E’ stato Grioli a tracciare un’analisi lucida e dettagliata, senza fronzoli, di una realtà territoriale, Messina e provincia, che non lascia scampo e che inchioda la politica ad una responsabilità che non riguarda più solo il passato ma soprattutto il presente.

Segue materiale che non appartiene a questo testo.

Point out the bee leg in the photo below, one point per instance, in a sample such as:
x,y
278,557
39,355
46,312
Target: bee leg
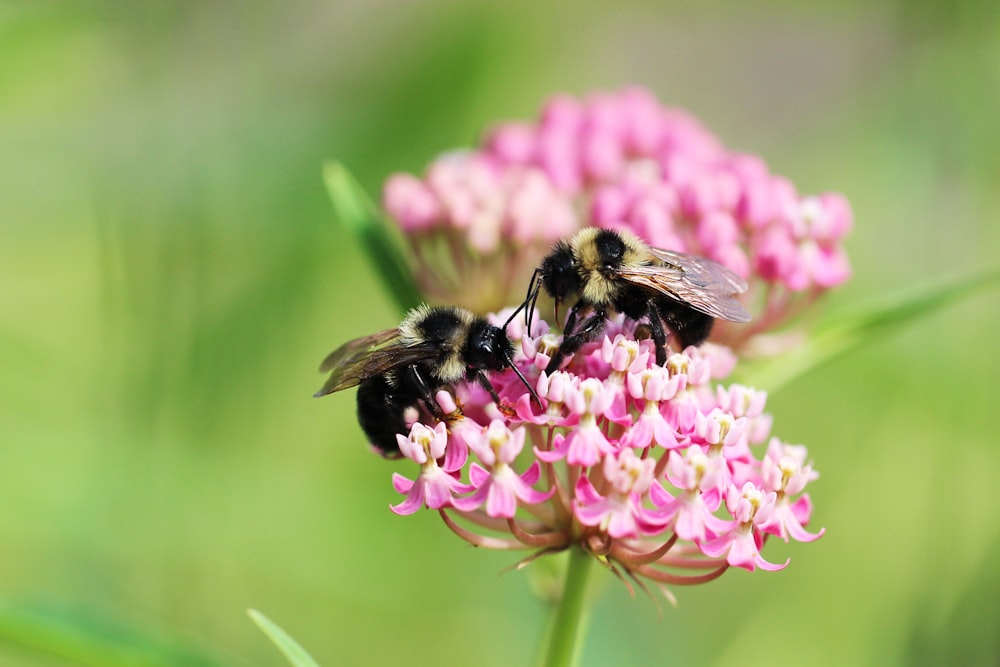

“Ormai ci poniamo domande esistenziali, chi siamo, da dove veniamo, dove andiamo. E’ preoccupante lo schema che si ripropone ogni volta in questo Pd: la direzione del partito decide, l’Assemblea vota, il governo presenta la proposta, il Parlamento la vota e se ci sono perplessità pone il voto di fiducia. L’area riformista non vuol essere il punto d’incontro di tutte le antipatie antirenziane, ma vuol rappresentare il modo per rispondere a quelle domande iniziali. Messina è sempre più isolata, anche come infrastrutture e il vuoto delle province è diventato anche vuoto decisionale. Alla Regione, dove abbiamo perso tutte le risorse europee, il dibattito si è concentrato più sui nomi degli assessori che sui fatti. Le sfide che abbiamo davanti riguardano la capacità di conciliare l’esigenza di risanamento con quella di sviluppo. In Sicilia c’è la necessità di porre il tema della qualità della rappresentanza in tutte le sedi. Per rispondere a quel chi siamo, noi non vogliamo essere un partito che decide in fretta e senza confronto”.
Più che mai è il Pd dello Stretto che si pone quelle domande, anche su richiesta degli stessi elettori che in questi 2 anni hanno iniziato a guardare altrove. Il dibattito si è soffermato proprio sullo strano caso dell’unico Pd d’Italia che in questo momento non solo agonizza ma rischia di perdere alle amministrative di fine maggio, ed è l’unico Pd d’Italia che non riesce ad incidere nelle decisioni dell’amministrazione e nella vita politica della città. E’ un Pd rimasto paralizzato ai fatti del 2013 ed ostaggio di una vecchia gestione. Interessanti in questa direzione gli interventi di Filippo Panarello, Giacomo D’Arrigo, Alessandro Russo, Francesco Barbalace, Lillo Oceano e di quanti hanno sottolineato l’impellenza di un cambiamento, di uno scongelamento collettivo.
“C’è un Paese lacerato che viene da 7 anni complicatissimi- ha concluso Speranza senza però mai toccare i temi siciliani e messinesi- In questi 7 anni il Pil è sempre stato con il segno “meno”, la disoccupazione è quasi raddoppiata. Il sistema politico attuale è figlio di questi 7 anni, Grillo, Salvini, Berlusconi sono figli di questi 7 anni di crisi. Di fronte a questi populismi il Pd è l’unico a poter vincere la sfida, se apre alle spinte riformiste interne. Se non regge il Pd l’Italia non ce la fa. In quest’anno abbiamo dato risposte ai primi “pezzi” d’Italia, con la manovra degli 80 euro e l’Irap lavoro, adesso dobbiamo pensare ad una misura universale di contrasto delle povertà, per dare risposte ad altri pezzi. Esiste la differenza tra destra e sinistra, eccome. Ed è su scelte come questa. Certo, se la Camusso attacca il Pd e Bondi lo elogia allora c’è qualcosa che non va, ma non dobbiamo parlare di scissione, quanto di confronto. Alla fine di ogni incontro mi fermano sempre 40enni, 50enni e la domanda immancabile è: “mio figlio che fine fa?”. Mi fermano i 60enni e mi chiedono “mio nipote che fine fa?”. E’ a loro che dobbiamo dare queste risposte. E può farlo solo il Pd, questo Pd che ha già cominciato a farlo. Quella foto, Berlusconi, Salvini e Grillo rappresentano un’anomalia in Europa e se vincono loro perderemo in credibilità”.
Si ritorna quindi alle domande di Grioli, da dove veniamo e dove andiamo. Per Speranza, che pure si è dimesso, non ci sono dubbi sul dove andiamo “andiamo col Pd e nel Pd”, è sul chi siamo che occorre correggere il tiro, per aprire il partito alle spinte riformiste ed al dialogo.